It is often difficult to distinguish whether the graduates of a challenging academic program are successful because of their educational experiences, or whether the program simply selected individuals destined for success into the program. It is usually impossible to conduct a true experiment with random assignment of students to educational opportunities. However, large-scale shifts in policy can serve as "natural experiments" that change the way students are matched to educational programs and allow us to identify causal consequences of education. The specific research question addressed by this project is: Do institution-level shifts in the number of science and engineering degrees conferred lead to measurable changes in graduate outcomes?for example: higher earnings, increased participation in the science and engineering workforce, or a larger probability of filing patents?relative to similar earlier graduates? And how does the research inform the science of science policy?

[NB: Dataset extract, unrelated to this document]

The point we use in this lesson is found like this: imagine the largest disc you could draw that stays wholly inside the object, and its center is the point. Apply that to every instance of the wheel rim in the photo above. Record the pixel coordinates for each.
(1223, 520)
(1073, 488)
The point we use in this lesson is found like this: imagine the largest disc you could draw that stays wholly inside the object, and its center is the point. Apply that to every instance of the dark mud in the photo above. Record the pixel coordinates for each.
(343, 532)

Writing in 1994, William Trent and John Hill described a concerted effort by a group of Historically Black Colleges and Universities (HBCUs) to expand educational opportunities in engineering, computer science and other technical fields, "to prepare their students for expanded career choices." Preliminary evidence suggests that a shift in the relative participation of black college graduates in occupations related to engineering, math, computer science, or physical sciences (EMS) occurred at about the same time. Furthermore, growth in EMS college majors was particularly strong among students most likely to attend HBCUs: those who attended high school in the South. The initial phase of this project is designed to distinguish whether the growth was driven by HBCU policies, or by change at other southern institutions. The second phase involves assembling more than 30 years of data on the number and type of degrees conferred by each U.S. institution of higher education (collected annually by the U.S. Department of Education), analyzing the data to find other examples of large institution-level (or state-level) shifts in the number of science and engineering degrees conferred, and combining this information with data from other sources to discover the resulting educational and economic impacts.

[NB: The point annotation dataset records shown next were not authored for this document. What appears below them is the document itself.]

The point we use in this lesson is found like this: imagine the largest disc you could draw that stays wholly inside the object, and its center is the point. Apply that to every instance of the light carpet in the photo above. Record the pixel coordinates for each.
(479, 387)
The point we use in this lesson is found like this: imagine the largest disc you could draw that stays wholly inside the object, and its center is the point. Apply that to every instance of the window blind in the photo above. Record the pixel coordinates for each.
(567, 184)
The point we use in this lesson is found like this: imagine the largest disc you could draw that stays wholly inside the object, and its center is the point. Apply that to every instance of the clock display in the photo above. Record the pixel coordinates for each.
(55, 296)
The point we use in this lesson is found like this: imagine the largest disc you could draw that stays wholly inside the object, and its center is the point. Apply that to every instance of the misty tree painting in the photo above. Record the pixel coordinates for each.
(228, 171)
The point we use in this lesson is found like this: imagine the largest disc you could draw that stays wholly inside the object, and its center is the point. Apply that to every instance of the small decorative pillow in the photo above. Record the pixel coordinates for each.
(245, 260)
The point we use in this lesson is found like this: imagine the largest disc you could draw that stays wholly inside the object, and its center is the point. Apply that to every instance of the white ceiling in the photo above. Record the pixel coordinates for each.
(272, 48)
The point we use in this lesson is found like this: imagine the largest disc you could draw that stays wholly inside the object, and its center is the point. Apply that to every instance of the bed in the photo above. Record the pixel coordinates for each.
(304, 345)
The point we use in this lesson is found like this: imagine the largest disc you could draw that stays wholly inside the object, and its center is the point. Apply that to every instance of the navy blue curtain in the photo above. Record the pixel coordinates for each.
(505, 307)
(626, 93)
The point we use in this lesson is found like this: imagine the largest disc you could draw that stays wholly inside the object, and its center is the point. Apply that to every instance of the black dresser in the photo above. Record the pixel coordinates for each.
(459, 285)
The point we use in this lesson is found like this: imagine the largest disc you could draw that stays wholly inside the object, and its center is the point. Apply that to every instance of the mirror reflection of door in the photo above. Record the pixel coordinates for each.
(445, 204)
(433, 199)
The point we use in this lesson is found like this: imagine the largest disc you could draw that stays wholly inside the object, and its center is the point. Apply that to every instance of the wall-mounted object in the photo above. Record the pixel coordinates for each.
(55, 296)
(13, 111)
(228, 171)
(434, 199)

The initial phase of this research is designed to reveal the institution-level processes underlying recent expansion of science and engineering participation by a persistently underrepresented minority group. More generally, the research project expands knowledge about the extent to which exposure to science or engineering education at the undergraduate level changes the set of skills college graduates bring to the labor market, and whether that change is substantial enough to affect a whole host of outcome measures including earnings, occupation, and patent activity.
Broader Impacts The knowledge gained from this research project informs individual-level career-path choices as well as educational and workforce policies. Educational materials appropriate for middle school or high school students are intended teach fundamental mathematics concepts while they convey motivating information-- derived from this research-- about the economic value of pursuing academically challenging educational programs.